Naturalmente, ponemos nuestra plegaria a los pies de Santa María, la “mujer eucarística”, como la llamó el queridísimo Juan Pablo II. Una mujer que supo hacer de su vida un fiat constante (cfr. Lc 1, 38), amando la Voluntad de Dios en todo momento. Que a todos nos llegue ese ejemplo de saber gastar diariamente la vida por la Iglesia, que quiere decir gastar la vida por todos nuestros hermanos, también por los que no tienen la dicha, o no quieren tenerla, de participar en la fe, de querer someterse a este Dios que ha querido entregarse a todas las almas.

Queramos a todo el mundo, también a los que no quieren amar a Cristo: que no se le ponga nunca entre paréntesis, que tenga siempre el realce que se merece como Rey, Creador del mundo, de los cielos y de la tierra.
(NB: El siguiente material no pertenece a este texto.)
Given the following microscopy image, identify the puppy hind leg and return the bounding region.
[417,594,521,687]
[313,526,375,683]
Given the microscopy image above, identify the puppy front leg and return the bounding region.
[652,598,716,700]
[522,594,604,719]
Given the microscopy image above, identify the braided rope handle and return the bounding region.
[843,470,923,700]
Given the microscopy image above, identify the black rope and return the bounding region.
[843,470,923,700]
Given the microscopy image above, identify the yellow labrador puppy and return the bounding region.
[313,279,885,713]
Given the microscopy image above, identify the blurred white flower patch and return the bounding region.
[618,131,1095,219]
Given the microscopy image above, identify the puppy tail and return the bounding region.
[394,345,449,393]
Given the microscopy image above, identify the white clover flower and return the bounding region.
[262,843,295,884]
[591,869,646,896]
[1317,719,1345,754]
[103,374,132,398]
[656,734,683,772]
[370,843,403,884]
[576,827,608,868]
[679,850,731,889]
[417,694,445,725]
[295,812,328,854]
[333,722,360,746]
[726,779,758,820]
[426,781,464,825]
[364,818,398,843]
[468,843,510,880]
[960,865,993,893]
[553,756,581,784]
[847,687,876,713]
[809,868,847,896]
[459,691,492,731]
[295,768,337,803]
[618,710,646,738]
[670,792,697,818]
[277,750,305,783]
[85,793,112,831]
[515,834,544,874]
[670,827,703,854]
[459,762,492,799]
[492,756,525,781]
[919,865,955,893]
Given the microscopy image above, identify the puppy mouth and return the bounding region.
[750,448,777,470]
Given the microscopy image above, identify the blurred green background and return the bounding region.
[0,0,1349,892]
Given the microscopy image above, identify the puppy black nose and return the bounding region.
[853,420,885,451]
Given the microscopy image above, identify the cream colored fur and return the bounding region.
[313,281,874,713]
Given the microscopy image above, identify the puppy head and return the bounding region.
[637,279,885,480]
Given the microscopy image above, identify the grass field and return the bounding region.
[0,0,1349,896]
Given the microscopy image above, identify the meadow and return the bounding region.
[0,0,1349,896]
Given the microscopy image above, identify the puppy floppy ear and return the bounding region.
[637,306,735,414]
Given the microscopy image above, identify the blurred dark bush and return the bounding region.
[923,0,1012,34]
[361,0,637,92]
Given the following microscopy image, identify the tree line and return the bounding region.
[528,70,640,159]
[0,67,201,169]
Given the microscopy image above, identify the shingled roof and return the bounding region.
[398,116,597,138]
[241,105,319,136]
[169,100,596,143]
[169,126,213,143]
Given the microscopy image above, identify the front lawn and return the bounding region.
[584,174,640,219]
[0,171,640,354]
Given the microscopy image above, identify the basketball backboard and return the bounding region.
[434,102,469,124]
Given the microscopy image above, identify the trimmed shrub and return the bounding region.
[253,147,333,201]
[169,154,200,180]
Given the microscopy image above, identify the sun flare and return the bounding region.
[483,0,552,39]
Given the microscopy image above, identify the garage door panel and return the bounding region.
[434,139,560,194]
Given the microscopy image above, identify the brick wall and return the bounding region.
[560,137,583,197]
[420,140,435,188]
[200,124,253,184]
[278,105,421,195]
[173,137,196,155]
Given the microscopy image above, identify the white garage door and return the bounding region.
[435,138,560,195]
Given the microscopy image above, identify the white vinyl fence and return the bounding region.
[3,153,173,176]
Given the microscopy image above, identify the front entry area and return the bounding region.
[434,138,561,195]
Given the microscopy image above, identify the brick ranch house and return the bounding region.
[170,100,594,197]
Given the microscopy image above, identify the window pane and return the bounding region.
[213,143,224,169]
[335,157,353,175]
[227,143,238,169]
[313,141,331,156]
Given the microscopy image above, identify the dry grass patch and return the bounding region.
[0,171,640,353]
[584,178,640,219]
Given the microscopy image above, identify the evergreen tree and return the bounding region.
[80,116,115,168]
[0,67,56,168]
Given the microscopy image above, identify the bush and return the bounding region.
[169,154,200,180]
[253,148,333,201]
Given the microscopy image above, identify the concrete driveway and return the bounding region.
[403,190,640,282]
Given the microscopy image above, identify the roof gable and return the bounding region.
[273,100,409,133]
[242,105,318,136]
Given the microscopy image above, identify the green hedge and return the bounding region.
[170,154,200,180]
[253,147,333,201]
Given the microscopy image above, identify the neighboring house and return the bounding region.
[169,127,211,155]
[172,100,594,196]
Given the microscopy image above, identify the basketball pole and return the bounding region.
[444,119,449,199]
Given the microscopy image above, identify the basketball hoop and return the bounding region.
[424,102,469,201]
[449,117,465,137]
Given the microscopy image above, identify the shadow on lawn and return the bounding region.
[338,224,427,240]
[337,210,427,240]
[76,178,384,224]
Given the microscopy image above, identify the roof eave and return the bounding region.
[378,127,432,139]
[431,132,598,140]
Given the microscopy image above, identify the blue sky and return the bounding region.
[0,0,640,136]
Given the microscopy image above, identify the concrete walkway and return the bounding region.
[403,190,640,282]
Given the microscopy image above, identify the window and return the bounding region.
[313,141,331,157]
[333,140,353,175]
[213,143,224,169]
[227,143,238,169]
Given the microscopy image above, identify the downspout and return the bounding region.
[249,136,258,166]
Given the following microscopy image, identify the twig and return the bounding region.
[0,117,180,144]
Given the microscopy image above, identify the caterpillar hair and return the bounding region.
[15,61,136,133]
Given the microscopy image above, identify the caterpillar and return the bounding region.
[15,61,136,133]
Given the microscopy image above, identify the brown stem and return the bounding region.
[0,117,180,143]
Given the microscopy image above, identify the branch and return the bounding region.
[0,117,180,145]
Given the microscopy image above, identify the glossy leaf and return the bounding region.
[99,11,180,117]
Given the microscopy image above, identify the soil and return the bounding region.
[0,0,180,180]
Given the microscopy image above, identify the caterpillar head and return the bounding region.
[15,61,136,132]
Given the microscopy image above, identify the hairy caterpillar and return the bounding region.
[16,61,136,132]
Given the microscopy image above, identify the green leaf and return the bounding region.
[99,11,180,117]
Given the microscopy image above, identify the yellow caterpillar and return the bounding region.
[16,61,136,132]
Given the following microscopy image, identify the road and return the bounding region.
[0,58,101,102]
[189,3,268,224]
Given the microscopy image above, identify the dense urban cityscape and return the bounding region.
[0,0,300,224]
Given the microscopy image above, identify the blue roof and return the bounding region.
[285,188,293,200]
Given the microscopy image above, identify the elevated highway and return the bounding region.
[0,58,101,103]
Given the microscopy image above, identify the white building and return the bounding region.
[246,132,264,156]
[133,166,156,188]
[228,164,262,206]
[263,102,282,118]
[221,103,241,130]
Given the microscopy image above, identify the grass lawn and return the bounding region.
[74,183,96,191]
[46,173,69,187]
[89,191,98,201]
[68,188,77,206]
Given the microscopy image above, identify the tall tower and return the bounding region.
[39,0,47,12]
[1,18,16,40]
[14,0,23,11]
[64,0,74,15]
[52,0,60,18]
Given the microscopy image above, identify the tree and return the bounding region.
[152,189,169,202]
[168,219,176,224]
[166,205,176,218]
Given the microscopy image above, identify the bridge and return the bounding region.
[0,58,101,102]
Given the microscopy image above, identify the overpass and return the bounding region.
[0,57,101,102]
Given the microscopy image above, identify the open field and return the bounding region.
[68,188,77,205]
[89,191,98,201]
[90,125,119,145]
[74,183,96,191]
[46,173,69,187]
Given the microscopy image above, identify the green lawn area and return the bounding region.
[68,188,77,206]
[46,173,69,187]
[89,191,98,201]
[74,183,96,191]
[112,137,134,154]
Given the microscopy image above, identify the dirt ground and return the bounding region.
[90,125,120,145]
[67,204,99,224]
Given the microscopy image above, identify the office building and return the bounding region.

Y, con la oración de María, uniéndome a vuestra oración, doy gracias de nuevo al Señor Arzobispo y le digo que me ha puesto muchas “plumas” que no merezco. Rezad para que siempre tengamos muy presente a toda la Iglesia y para que sintamos que nuestra oración puede llegar hasta el último confín, bien asidos de la mano de Santa María, Madre de la Iglesia, Madre de cada uno. Que Ella nos ponga en las manos de su Hijo Jesús y que, con Jesús, vayamos al Padre y al Espíritu Santo.

Sea alabado Jesucristo.

Romana, n. 49, Julio-Diciembre 2009, p. 280-282.